I noticed that Andrew’s advise is to split all 3 sets (Train, Validation and Test) in a balanced way. Whilst I agree with train and validation, I am not sure about Test.
Sure, ideally we would like to keep a balanced distribution all over, but shouldn’t the Test set reflect the most recent data in time, which might or might not reflect the Train/Val distribution? By randomizing the Test set as well, we might instead end up with old observations not entirely representative of the latest business.
In my understanding, the test set plays a role to measure how much our model generalizes on unseen user input. In that sense, it does not need to be the most recent data in time, and it is not overlapped with training data is enough.
If the test set and training set are collected arbitrarily and share nothing in common, then there is nothing we can do to improve the performance (generalization error) of the model, so usually, we assume they have the same data-generating process. In practice, we split the test set and training set from one source of data.
The same for the validation set, its purpose is to learn the hyperparameters in the model, the requirement is it is not overlapped with the training and test set.
Thank you very much for your answer, very interesting.
I believe that by considering the Test set as the most recent data available, it could be considered a way to check not only on how well the model generalizes but also implicitly an attempt to detect if any data drift is occurring.
Perhaps not the right step in the MLOps lifecycle to check for skews (yet).
I see what you mean here. I guess the Test data you mentioned should be the data we received from users after production deployment.
In my understanding, the train/val/test data set is the data we use to train our model before production deployment.
For the skews, I think it happens after production deployment, when we receive new unseen data from users, which may have different distribution from our data for training.

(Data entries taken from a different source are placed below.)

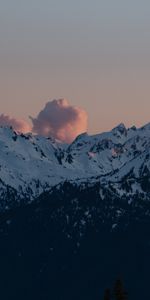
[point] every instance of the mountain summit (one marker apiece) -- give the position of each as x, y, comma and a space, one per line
31, 165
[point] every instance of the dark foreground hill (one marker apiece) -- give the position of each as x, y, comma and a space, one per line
71, 243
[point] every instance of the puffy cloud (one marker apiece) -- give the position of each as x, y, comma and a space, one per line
60, 120
17, 124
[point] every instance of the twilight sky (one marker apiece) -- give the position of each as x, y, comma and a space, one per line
94, 53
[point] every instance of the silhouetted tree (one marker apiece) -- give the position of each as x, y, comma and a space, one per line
119, 293
107, 294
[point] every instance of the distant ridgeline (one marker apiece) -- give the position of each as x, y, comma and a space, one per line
75, 217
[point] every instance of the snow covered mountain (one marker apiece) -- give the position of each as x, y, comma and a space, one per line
31, 165
74, 217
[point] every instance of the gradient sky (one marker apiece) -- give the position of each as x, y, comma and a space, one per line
94, 53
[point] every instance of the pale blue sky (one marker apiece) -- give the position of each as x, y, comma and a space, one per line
94, 53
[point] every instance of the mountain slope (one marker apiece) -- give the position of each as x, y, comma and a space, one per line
30, 165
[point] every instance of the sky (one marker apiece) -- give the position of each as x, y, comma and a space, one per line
94, 53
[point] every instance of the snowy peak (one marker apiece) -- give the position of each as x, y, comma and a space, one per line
34, 163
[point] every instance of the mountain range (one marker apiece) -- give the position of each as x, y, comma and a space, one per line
73, 217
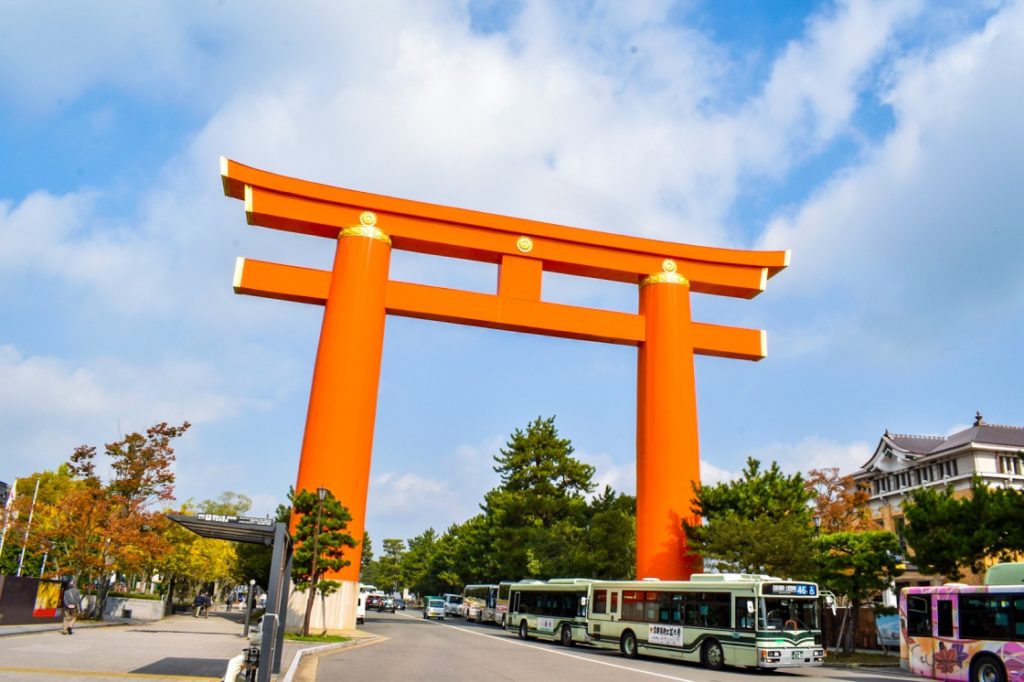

@mikaelmv I think you make a good point about data drift in an online situation. If you know the shift is a possibility you are concerned about, and there are a new set of the latest data available as a test set, I would use that as one of the factors of determining the need for retraining. @tranvinhcuong is right that when we talk about train/val/test data, it’s mostly talking about the development stage. But some models may be being trained on the fly, too so in that case, it would be best to use the latest.